Over the past decade, machine learning (ML) has driven advancements in PSQA, particularly in gamma passing rate (GPR) prediction. Early ML approaches, including Poisson regression with Lasso regularization for binary classification (4, 5), regression/classification models for VMAT plans (6), artificial neural networks (ANN) for dosimetry prediction (7), and feature-engineered support vector machines (8, 9), demonstrated moderate success but faced limitations in accuracy and clinical applicability due to manual feature dependency. The emergence of deep learning (DL) revolutionized this field through automated hierarchical feature extraction via convolutional neural networks (CNN). Key innovations include CNN architectures for prostate cancer PSQA (10, 11), transfer learning-enhanced VGG-16 models outperforming domain-expert systems (12), fluence map-based error detection frameworks (13), GANs for EPID-to-dose conversion (14), and log file-informed fluence modeling (1518). By eliminating manual feature engineering and enabling end-to-end prediction through raw data abstraction, DL methods have significantly improved prediction accuracy and clinical utility compared to traditional ML approaches, establishing a paradigm shift in PSQA optimization.

Extensive studies have validated the potential of ML/DL models in terms of predicting PSQA without performing real measurements (418). However, critical analysis of existing methodologies reveals three fundamental limitations requiring attention for clinical implementation of ML/DL-based PSQA models. Firstly, the predominant GPR evaluation paradigm fails to establish quantitative relationships between spatial dose distribution characteristics and validation outcomes, particularly at anatomically complex sites. This limitation obscures detection of subclinical dose deviations and provides insufficient spatial context (e.g., failure point localization, clustered anomalies) for comprehensive clinical assessment (19, 20). Secondly, most models rely on 2D planar dose representations, inherently incapable of capturing the 3D spatial modulation characteristics intrinsic to VMAT’s dynamic delivery. This dimensional reduction introduces systematic errors in dose carving pattern recognition. Thirdly, while CNN excel at local feature extraction, their reliance on downsampling operations sacrifices spatial resolution and local detail preservation. The inherent locality of convolutional kernels further restricts global contextual awareness and long-range spatial relationships modeling - critical capabilities for holistic dose distribution analysis.

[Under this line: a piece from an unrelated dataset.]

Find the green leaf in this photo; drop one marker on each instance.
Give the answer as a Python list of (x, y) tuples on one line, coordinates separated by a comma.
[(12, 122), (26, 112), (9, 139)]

The remarkable success of Transformers in natural language processing (21) has spurred their adaptation to computer vision, leveraging global self-attention mechanisms to overcome the local inductive bias inherent in CNNs. Pioneering this shift, Kolesnikov et al. developed the Vision Transformer (ViT) (22), achieving state-of-the-art image recognition through patch-based sequence processing. Recent work by Zeng et al. (23) demonstrates a hybrid network integrating Transformers with modified U-Net architectures for predicting measurement-guided volumetric dose in PSQA, enabling quantitative analysis of spatial dose differences between predicted and clinical dose distributions. However, subsequent studies reveal critical limitations of pure Transformer architectures in vision tasks, particularly their inadequate local feature extraction capabilities for dense predictions (2427). This limitation has motivated hybrid architectures combining CNN and Transformer encoders through serial (e.g., TransUNet (28)) or parallel (e.g., TransFuse (29)) configurations to synergize global context modeling with local feature learning. Concurrently, enhanced variants like Swin Transformer (30) incorporate hierarchical shifted-window mechanisms, demonstrating superior performance in pixel-level prediction tasks and advancing the evolution of vision-specific Transformer architectures.

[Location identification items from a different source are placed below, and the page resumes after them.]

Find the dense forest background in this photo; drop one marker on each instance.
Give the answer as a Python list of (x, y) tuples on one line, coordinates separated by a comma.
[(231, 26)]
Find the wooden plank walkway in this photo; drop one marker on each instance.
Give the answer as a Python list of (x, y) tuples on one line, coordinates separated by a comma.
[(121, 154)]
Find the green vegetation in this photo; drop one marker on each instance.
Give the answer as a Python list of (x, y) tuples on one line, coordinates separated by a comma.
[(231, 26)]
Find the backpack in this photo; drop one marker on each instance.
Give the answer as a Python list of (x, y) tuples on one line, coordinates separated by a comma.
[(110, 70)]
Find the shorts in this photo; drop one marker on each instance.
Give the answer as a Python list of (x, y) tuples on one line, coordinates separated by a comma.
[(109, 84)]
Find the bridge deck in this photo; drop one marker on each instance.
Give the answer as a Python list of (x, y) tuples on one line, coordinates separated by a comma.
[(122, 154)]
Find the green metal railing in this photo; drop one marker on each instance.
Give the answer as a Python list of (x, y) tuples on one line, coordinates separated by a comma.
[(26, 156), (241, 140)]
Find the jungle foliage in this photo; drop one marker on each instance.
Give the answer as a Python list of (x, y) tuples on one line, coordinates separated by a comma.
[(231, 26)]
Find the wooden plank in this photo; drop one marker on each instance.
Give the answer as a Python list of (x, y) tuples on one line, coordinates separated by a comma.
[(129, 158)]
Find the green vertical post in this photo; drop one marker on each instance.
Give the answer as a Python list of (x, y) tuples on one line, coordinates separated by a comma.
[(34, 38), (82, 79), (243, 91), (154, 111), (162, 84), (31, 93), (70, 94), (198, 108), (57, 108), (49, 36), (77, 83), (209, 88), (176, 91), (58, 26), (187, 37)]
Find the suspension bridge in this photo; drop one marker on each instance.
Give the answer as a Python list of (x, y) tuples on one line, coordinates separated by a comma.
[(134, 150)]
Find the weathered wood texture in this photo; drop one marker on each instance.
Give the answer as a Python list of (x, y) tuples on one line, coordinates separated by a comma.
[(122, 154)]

To address the critical limitations in existing PSQA methodologies, we propose STQA (Swin Transformer-based Quality Assurance) - a novel lightweight network that synergizes hierarchical feature learning with adaptive global-local attention for volumetric dose prediction in VMAT-PSQA. Departing from conventional Transformer adaptations, our architecture introduces three key innovations: 1) A depth-aware hierarchical encoder-decoder framework employing parameter-shared shifted window attention across scales, enabling efficient cross-resolution feature interaction while preserving spatial fidelity; 2) A dual-path feature extraction mechanism combining depth-wise separable local attention with global context modeling through lightweight transformer blocks, effectively capturing both fine-grained dose carving patterns and long-range anatomical dependencies; 3) Bottleneck-adapted skip connections with channel-wise excitation modules that dynamically recalibrate multi-scale features during spatial resolution recovery. Extensive experiments demonstrate STQA’s capability to predict 3D dose distributions closely matching actual VTDose, enabling patient-specific VTDose acquisition. Our method not only demonstrates superior overall prediction performance but also consistently outperforms comparative models across multiple cancer sites (head & neck, chest, abdomen). Significantly, STQA achieves a 40% parameter reduction versus Swin Transformer through depth-wise separable attention in shallow layers, hierarchical parameter-shared window processing, and bottleneck adapters within skip connections that strategically compress and reactivate channels, thereby maintaining performance while eliminating architectural redundancy.

2 Methods

2.1 Data collection and preprocessing

The study cohort comprised 200 patients treated with volumetric modulated arc therapy (VMAT) between 2020 and 2024 (Table 1) in Jiangxi Cancer Hospital. The original dataset is split into training (160), validation (20), and test set (20), which contain 7731, 1045 and 1105 images, respectively. All computed tomography (CT) simulations were performed using a Somatom Confidence RT Pro CT scanner (Philips Healthcare, Best, the Netherlands) with 2 mm slice thickness. To ensure precise target delineation, coregistered diagnostic magnetic resonance imaging (MRI) and positron emission tomography (PET) images were integrated into the planning process by board-certified radiation oncologists with >10 years’ experience in radiotherapy. VMAT plans were generated using clinically validated treatment planning systems: the Monte Carlo algorithm in Monaco (version 5.11, Elekta AB) with a dose calculation grid of 2 mm. All plans were optimized through multi-criteria iterative optimization to ensure optimal target coverage while adhering to strict organ-at-risk dose constraints. Finalized plans were delivered via 6 MV flattening filter-free beams using an Elekta Infinity linear accelerator equipped with a 160-leaf Agility multileaf collimator (MLC). Prior to treatment, comprehensive quality assurance was performed using the ArcCHECK-3DVH system (Sun Nuclear Corporation, Melbourne, FL, USA), which underwent comprehensive calibration procedures including validation array measurements, beam modeling verification (gamma pass rate >95% at 3%/3 mm), and dose reconstruction accuracy assessments.

Table 1
www.frontiersin.org

Table 1. Clinical characteristics of cancer patients enrolled in this study.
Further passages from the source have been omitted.